M. Carney n'a pas manqué de décocher des flèches à l'endroit de son rival conservateur au cours de sa campagne, présentant entre autres M. Poilievre comme un politicien qui aurait du mal à s’opposer aux menaces du président américain, Donald Trump.

Quant à sa maîtrise du français de M. Carney, elle a semblé chancelante par moments au premier débat entre les aspirants chefs du PLC. Le candidat avait par exemple fait un lapsus de taille lorsqu’il a été question de se prononcer sur le conflit israélo-palestinien.

En outre, s’il devait s’incliner devant les conservateurs de Pierre Poilievre lors des prochaines élections générales, M. Carney a soutenu qu’il resterait chef libéral pour contribuer à la reconstruction du parti.

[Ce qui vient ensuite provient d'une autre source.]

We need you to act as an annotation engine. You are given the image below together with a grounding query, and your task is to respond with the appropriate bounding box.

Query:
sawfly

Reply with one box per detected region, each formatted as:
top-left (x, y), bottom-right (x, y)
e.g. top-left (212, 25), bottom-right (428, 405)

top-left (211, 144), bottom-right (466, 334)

À quoi s'attendre pour la suite?

Bien qu’il soit officiellement couronné chef du PLC, M. Carney ne devient pas immédiatement premier ministre. Il devra être assermenté aux côtés d’un nouveau Conseil des ministres, après que Justin Trudeau communiquera avec la gouverneure générale pour lui demander la formation d’un nouveau gouvernement.

Selon nos informations, l’assermentation de M. Carney et de son Cabinet pourrait avoir lieu ce mercredi 12 mars, mais rien n’est encore confirmé.

 

Mary Simon regarde Justin Trudeau.
La démission officielle du premier ministre sortant Justin Trudeau et celle de ses ministres devront être remises à la gouverneure générale Mary Simon. (Photo d'archives). PHOTO : LA PRESSE CANADIENNE / SEAN KILPATRICK

 

Dans les coulisses, une partie de l'équipe de M. Carney était déjà en branle ces derniers jours pour préparer une éventuelle transition avec Justin Trudeau.

D’après nos sources, M. Carney aimerait former un plus petit Conseil des ministres, de 15 à 20 personnes. Le Cabinet de Justin Trudeau compte actuellement 37 membres.

Il existe toutefois un autre scénario, moins probable, selon des experts consultés par Radio-Canada. Justin Trudeau pourrait décider de dissoudre le Parlement et de déclencher des élections fédérales avant l’assermentation de son successeur. De ce fait, le premier ministre sortant demeurerait dans son poste jusqu’à la fin du scrutin, au printemps.

Ce cas de figure permettrait à Mark Carney de se concentrer sur la campagne électorale, pendant que Justin Trudeau se chargerait de gérer la guerre tarifaire avec les États-Unis, tout en maintenant son Cabinet en place.